The case is distinguishable from the usual case of a Mexican "mail order" divorce where neither party to the divorce action is at any time during the pendency of the case within the jurisdiction of the court. Here the plaintiff in the divorce case was in Mexico and within the jurisdiction of the court.
The Service takes the view that the State of Georgia, the State where the petitioner married the beneficiary of the visa petition, will not recognize the Mexican divorce and hence, the marriage in Georgia is invalid. It also takes the view that Florida will not recognize the invalid Georgia marriage nor would it recognize the Mexican divorce. The Service reasons that as the petitioner was not domiciled in Mexico under decisions of the courts of Georgia and Florida these States will not recognize such a divorce. In support of its view it cites cases where divorces granted in a third State have not been recognized by Georgia and Florida. If this view be sound the immigration authorities must inquire into the validity of every divorce whether obtained within the United States or elsewhere and satisfy itself that the petitioner in the divorce action in every instance was domiciled within the jurisdiction of the court granting the decree before a subsequent marriage will be recognized. This we feel is improper. It is our view that an administrative agency is going far beyond its legislative sphere when it attempts to inquire into the issue of whether the petitioner for a divorce was domiciled within the jurisdiction of the court granting the decree and therefore whether the decree ought to be recognized.
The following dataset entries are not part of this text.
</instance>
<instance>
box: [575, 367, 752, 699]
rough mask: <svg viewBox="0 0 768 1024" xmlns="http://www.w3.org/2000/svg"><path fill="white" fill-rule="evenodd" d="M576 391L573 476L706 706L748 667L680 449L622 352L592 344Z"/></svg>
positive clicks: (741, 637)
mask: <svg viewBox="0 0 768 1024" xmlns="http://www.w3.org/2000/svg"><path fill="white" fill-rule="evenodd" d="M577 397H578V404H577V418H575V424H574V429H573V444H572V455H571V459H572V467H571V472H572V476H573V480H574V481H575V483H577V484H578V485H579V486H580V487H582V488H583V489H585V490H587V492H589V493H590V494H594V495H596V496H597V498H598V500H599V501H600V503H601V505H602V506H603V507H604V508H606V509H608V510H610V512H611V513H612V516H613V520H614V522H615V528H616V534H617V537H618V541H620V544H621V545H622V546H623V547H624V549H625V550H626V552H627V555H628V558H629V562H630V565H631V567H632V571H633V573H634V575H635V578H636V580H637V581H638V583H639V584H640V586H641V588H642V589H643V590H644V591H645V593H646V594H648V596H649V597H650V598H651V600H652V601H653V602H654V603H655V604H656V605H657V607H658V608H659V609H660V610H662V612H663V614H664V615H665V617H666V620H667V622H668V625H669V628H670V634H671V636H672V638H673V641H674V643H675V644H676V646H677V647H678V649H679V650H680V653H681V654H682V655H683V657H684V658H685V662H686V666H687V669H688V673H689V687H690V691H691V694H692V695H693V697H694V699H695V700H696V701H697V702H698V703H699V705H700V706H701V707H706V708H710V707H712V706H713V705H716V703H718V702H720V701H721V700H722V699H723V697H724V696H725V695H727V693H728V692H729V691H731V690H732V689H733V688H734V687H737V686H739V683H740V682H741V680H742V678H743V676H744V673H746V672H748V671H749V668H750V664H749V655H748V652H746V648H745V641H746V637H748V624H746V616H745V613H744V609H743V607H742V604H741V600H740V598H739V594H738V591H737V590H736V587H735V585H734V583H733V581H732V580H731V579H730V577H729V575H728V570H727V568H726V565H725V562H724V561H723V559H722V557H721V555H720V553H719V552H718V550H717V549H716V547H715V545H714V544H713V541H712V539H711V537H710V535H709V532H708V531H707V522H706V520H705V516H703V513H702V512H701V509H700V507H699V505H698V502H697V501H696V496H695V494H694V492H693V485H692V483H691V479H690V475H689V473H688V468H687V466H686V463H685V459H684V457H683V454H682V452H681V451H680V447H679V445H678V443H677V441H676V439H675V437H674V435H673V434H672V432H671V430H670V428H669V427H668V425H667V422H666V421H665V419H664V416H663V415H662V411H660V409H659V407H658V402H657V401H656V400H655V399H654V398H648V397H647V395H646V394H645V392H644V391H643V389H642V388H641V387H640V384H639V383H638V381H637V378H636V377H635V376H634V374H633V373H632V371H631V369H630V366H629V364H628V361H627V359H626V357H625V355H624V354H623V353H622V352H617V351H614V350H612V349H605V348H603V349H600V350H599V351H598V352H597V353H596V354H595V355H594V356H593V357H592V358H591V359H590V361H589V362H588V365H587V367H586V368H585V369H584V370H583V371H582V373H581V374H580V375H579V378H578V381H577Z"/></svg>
We think inquiry into the jurisdiction of the court should stop when it is ascertained that a party to the proceeding was actually within the court's jurisdiction. Here the petitioner was physically within the court's jurisdiction. That should end the matter. Whether the petitioner established a domicile we think immaterial. It would certainly transcend any power executive agencies have so far assumed to scrutinize divorces in the manner the decision of the Service suggests.
It is ordered that the appeal from the decision of the Commissioner be sustained and that the visa petition be approved.